Moreover, different conducting or conjugated polymers such as polypyrrole (Ppy), polyaniline (PANi), and their derivatives have been investigated for PCs due to their high specific capacitance [32,33,34]. Electroconducting polymer such as PANi is well-known among recently developed electrode material for pseudocapacitor. It has the advantages of highly reversible charge storage ability, high thermal stability, notable applications in energy storage technology [35, 36], ease of synthesis and high capacitance (3407 F/g) [37]. The PANi is affordable as it composed of cheap components including C, H, N or S. However, long-term degradation and shrinkage upon cycling are the associated drawbacks with these conducting polymers [38].
Recently, composite materials based on transition metal oxides and conducting polymers have gained significant consideration, as they can combine the benefits of both constituents providing superior properties. Composite has a synergistic effect over enhancing the surface area, minimizing particle size, preventing particle agglomeration, improving cyclic stability and providing extra pseudo capacitance. In composite form conceivable role of both components is; metal oxide provides structural and mechanical support to conducting polymer and acts as a charge storage material whereas conducting polymer offers good electrical conductivity owing to its flexible and polymeric nature.
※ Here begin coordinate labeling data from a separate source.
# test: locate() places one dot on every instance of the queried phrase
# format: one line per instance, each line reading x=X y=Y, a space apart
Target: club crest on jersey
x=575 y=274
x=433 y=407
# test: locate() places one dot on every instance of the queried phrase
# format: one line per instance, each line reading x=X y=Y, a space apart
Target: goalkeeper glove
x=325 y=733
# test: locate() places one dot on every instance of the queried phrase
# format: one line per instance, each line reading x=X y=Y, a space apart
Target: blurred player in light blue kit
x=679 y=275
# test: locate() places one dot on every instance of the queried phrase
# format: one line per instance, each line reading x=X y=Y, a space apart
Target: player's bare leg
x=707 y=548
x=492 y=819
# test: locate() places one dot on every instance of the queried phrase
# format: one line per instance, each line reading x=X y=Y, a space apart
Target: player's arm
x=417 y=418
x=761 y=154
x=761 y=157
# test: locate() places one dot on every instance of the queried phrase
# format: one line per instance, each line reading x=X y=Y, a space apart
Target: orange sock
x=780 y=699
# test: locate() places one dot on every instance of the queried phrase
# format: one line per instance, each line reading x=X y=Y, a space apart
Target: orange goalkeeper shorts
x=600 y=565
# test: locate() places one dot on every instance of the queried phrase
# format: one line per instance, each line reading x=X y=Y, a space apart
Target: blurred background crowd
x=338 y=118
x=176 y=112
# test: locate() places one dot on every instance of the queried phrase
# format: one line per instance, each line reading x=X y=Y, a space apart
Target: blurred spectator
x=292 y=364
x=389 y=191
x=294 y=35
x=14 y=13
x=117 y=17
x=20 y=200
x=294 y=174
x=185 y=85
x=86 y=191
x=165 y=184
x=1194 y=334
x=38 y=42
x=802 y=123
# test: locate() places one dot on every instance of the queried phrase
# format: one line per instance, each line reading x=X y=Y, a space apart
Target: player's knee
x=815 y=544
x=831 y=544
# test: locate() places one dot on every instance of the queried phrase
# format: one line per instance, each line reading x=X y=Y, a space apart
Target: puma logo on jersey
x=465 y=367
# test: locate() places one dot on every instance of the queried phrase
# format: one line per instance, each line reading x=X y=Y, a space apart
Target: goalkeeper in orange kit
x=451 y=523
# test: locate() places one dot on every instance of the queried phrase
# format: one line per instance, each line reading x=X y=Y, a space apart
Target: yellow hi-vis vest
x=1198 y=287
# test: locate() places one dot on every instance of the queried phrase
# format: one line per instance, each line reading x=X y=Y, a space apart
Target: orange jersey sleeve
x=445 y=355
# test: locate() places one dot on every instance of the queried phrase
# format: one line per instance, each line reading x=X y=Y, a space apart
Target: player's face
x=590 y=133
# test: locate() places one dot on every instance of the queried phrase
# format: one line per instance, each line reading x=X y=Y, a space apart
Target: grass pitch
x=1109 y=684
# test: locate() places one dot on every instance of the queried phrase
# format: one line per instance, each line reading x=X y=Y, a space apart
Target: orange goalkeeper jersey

Hence, significantly improved performance is expected in composite form than the individual component material. Composites of PANi and carbon-based material have been synthesized via in situ chemical oxidation of co-polymerization method, however, the same method has rarely been employed for the combination of metal oxides and PANi [39]. This may be due to the reason that the formation of metal oxides generally requires a mild alkaline environment while the polymerization of PANi proceeds under an acidic condition. Fortunately, one step electro deposition method can still be carried out for combining certain transition metal oxides with PANi, as long as the voltage ranges for the deposition of both the components coincide [40] and the subsequent composite remains insoluble in the electrolytes. Moreover, the synthesis of nanostructural materials with pores or voids (porous materials) can enhance interactions of electrode/electrolyte interface, delivering low internal resistance and rapid ionic diffusion paths for better electrochemical performances including maximum specific capacitance and good energy and power density [41].
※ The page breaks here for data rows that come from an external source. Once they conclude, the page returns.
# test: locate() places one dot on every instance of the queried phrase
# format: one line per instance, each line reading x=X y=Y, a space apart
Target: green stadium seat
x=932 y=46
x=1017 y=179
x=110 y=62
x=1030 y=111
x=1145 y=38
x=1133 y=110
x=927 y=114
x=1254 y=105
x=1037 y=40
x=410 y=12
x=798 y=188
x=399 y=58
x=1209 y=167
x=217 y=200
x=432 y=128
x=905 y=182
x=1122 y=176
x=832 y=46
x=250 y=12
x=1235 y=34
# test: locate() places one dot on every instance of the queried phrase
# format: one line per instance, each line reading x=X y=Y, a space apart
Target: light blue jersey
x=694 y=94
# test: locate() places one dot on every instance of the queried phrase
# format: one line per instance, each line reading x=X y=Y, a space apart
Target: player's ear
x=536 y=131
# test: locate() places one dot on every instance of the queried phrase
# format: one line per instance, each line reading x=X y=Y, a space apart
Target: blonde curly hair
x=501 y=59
In the present work, a binder-free electro-codeposition of V2O5-PANi composite on nickel foam as a conducting substrate has been carried out for the fabrication of electrode material. In the conventional route, a binder is added to an active material for proper adhesion between different constituents which negatively affect the electrochemical performance of electrode, as they do not add to charge storage, but increase the interfacial stress and ohmic résistance causing the failure of PCs. Moreover, the electrochemical polymerization of PANi is a quicker and environmentally benevolent polymerization route, devoid of additives and oxidants.
2 Experimental
2.1 Electro-codeposition
Cyclic voltammetry of V2O5-PANi composite was carried out using Gamry Ref-3000 Potentiostat/Galvanostat in a three-electrode set up with Ni foam as working electrode, Saturated Calomel Electrode (SCE) as a reference electrode and graphite rod as a counter electrode. Prior to electro-codeposition, Ni foam was ultrasonicated in 0.1 M H2SO4 solution, washed with deionized (DI) water, ultrasonicated in acetone and methanol for 30 min, again washed with DI water, and dried in N2 flow at 100 ºC for 30 min. An aqueous solution of 0.1 M Vanadyl sulfate and 0.05 M Aniline was used as an electrolyte for the electro-codeposition of PANi-Vanadium oxide in the potential range of − 2 to 1.6 V. Electrodeposited samples were rinsed with DI water followed by annealing at 300 ºC for 3 h in a tube furnace. The quantity of V2O5-PANi composite deposited was evaluated by measuring the difference between the weight of bare foam and V2O5 deposited foam after annealing. The annealed sample was further used for structural, morphological, and electrochemical testing.
2.2 Characterization
The phase and crystal structure, elemental composition, and morphological studies were done using X-ray diffraction (XRD), Energy Dispersive Spectroscopy (EDX), and Field Emission Scanning Electron Microscopy (FESEM).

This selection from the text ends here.